Craddock went obediently. He was a little shaken in his suspicions of Mitzi. Her story about Phillipa Haymes had been told with great conviction. Mitzi might be a liar (he thought she was), but he fancied that there might be some substratum of truth in this particular tale. He resolved to speak to Phillipa on the subject. She had seemed to him when he questioned her a quiet, well-bred young woman. He had had no suspicion of her.

Crossing the hall, in his abstraction, he tried to open the wrong door. Miss Bunner, descending the staircase, hastily put him right.

‘Not that door,’ she said. ‘It doesn’t open. The next one to the left. Very confusing, isn’t it? So many doors.’

‘There are a good many,’ said Craddock, looking up and down the narrow hall.

Miss Bunner amiably enumerated them for him.

‘First the door to the cloakroom, and then the cloaks cupboard door and then the dining-room-that’s on that side. And on this side, the dummy door that you were trying to get through and then there’s the drawing-room door proper, and then the china cupboard and the door of the little flower room, and at the end the side door. Most confusing. Especially these two being so near together. I’ve often tried the wrong one by mistake. We used to have the hall table against it, as a matter of fact, but then we moved it along against the wall there.’

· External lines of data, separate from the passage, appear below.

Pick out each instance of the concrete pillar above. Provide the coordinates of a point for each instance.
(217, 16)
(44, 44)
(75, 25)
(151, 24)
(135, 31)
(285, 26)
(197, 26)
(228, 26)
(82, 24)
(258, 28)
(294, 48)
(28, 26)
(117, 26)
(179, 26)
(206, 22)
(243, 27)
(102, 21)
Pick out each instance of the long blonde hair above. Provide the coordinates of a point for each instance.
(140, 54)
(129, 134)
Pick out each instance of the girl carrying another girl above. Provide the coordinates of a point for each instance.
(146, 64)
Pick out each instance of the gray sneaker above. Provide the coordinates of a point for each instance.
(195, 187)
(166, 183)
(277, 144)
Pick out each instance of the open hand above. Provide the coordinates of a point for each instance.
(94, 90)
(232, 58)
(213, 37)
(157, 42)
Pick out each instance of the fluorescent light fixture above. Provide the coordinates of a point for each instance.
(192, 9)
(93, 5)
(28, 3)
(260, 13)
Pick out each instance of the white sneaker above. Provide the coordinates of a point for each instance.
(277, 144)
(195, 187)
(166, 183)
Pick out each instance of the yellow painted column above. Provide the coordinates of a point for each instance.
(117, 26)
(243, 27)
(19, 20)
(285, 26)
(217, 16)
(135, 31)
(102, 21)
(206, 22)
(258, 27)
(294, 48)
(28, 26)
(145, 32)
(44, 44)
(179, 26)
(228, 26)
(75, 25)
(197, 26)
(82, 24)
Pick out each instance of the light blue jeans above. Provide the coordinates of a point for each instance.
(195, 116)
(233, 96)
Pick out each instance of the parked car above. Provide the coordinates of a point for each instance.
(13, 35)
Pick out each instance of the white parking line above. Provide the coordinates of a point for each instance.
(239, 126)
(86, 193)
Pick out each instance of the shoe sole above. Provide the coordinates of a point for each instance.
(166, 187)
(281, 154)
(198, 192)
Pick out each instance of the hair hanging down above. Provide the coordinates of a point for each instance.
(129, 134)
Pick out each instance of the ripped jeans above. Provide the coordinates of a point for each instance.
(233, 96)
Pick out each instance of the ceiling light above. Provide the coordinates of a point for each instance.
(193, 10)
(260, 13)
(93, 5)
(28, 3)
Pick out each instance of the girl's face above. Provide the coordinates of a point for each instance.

Craddock had noted, almost mechanically, a thin line horizontally across the panels of the door he had been trying to open. He realized now it was the mark where the table had been. Something stirred vaguely in his mind as he asked, ‘Moved? How long ago?’

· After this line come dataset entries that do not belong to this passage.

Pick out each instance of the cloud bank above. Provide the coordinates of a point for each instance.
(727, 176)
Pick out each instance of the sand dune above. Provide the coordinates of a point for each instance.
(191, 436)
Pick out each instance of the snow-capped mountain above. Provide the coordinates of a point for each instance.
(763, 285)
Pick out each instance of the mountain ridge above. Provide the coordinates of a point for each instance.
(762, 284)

In questioning Dora Bunner there was fortunately no need to give a reason for any question. Any query on any subject seemed perfectly natural to the garrulous Miss Bunner who delighted in the giving of information, however trivial.

‘Now let me see, really quite recently-ten days or a fortnight ago.’

‘Why was it moved?’

‘I really can’t remember. Something to do with the flowers. I think Phillipa did a big vase-she arranges flowers quite beautifully-all autumn colouring and twigs and branches, and it was so big it caught your hair as you went past, and so Phillipa said, “Why not move the table along and anyway the flowers would look much better against the bare wall than against the panels of the door.” Only we had to take down Wellington at Waterloo. Not a print I’m really very fond of. We put it under the stairs.’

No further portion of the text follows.